Tuning Traffic: Aggressive Rewrite Rules

The great thing about running your own hardware is that you can do anything you want with it. I don’t support any customers beyond people who may want to read my blog (I count those the tens per month) and Bots/Crowlers/Attackers.

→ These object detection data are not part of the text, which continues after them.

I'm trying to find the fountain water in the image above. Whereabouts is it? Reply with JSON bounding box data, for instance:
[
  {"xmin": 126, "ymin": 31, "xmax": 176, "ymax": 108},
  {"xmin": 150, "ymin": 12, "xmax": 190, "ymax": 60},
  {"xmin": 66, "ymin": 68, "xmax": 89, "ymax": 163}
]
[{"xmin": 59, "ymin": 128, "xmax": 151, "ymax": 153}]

As the server is mine and I get to dictate the people who get to visit it, I set some simple ground rules:

• Use a modern browser
• Don’t launch probing attacks or attempt traversal attacks
• Don’t be a dick.

Based on that, I set up the following User-Agent Rewrite rules to filter out old browser, known scanners, and other bringers of mayhem.

# UA blocks
RewriteCond %{HTTP_USER_AGENT} Bytespider [NC,OR]
RewriteCond %{HTTP_USER_AGENT} Gort [NC,OR]
RewriteCond %{HTTP_USER_AGENT} zgrab [NC,OR]
RewriteCond %{HTTP_USER_AGENT} okhttp [NC,OR]
RewriteCond %{HTTP_USER_AGENT} python-requests [NC,OR]
RewriteCond %{HTTP_USER_AGENT} ^-?$ [OR]
RewriteCond %{HTTP_USER_AGENT} ".*MSIE.*" [NC,OR]
RewriteCond %{HTTP_USER_AGENT} libredtail-http [NC,OR]
RewriteCond %{HTTP_USER_AGENT} GPTBot [NC,OR]
RewriteCond %{HTTP_USER_AGENT} OAI-SearchBot [NC,OR]
RewriteCond %{HTTP_USER_AGENT} ChatGPT-User [NC,OR]
RewriteCond %{HTTP_USER_AGENT} CMS-Checker [NC,OR]
RewriteCond %{HTTP_USER_AGENT} UCBrowser [NC,OR]
RewriteCond %{HTTP_USER_AGENT} "Opera/" [NC,OR]
RewriteCond %{HTTP_USER_AGENT} ".*Edge/.*" [NC,OR]
RewriteCond %{HTTP_USER_AGENT} ".*Edg/(14[0-5]|1[0-3][0-9]|[1-9][0-9]|[1-9])\..*" [NC,OR]
RewriteCond %{HTTP_USER_AGENT} ".*Chrome/(14[0-5]|14[5-6]|1[0-3][0-9]|[1-9][0-9]|[1-9])\..*" [NC,OR]
RewriteCond %{HTTP_USER_AGENT} ".*Firefox/(14[1-6]|1[0-3][0-9]|[1-9][0-9]|[1-9])\..*" [NC,OR]
RewriteCond %{HTTP_USER_AGENT} ".*Version/(2[0-5]|1[0-7]|19|[0-9])\..*Safari/.*" [NC]
RewriteRule .* - [F,L]

The items highlighted above may cause you pause, but see rule number 3 above.

You will also notice some carve-outs for odd browser versions. There are LTS versions of most browsers, and I wanted to ensure that they can get through the rewrites unscathed.

All of these rules produce HTTP/403 responses, which I am very happy with. Even with a 403 response code, so many of these keep coming back for more.

I am also amazed at how lazy some teams are with spoofing browser versions. If your are going to take the time to create a browser that is going to trawl the web for riches and data, at least take the time to try and be the most recent versions of the browser you can be, or else people like me will just shut you down.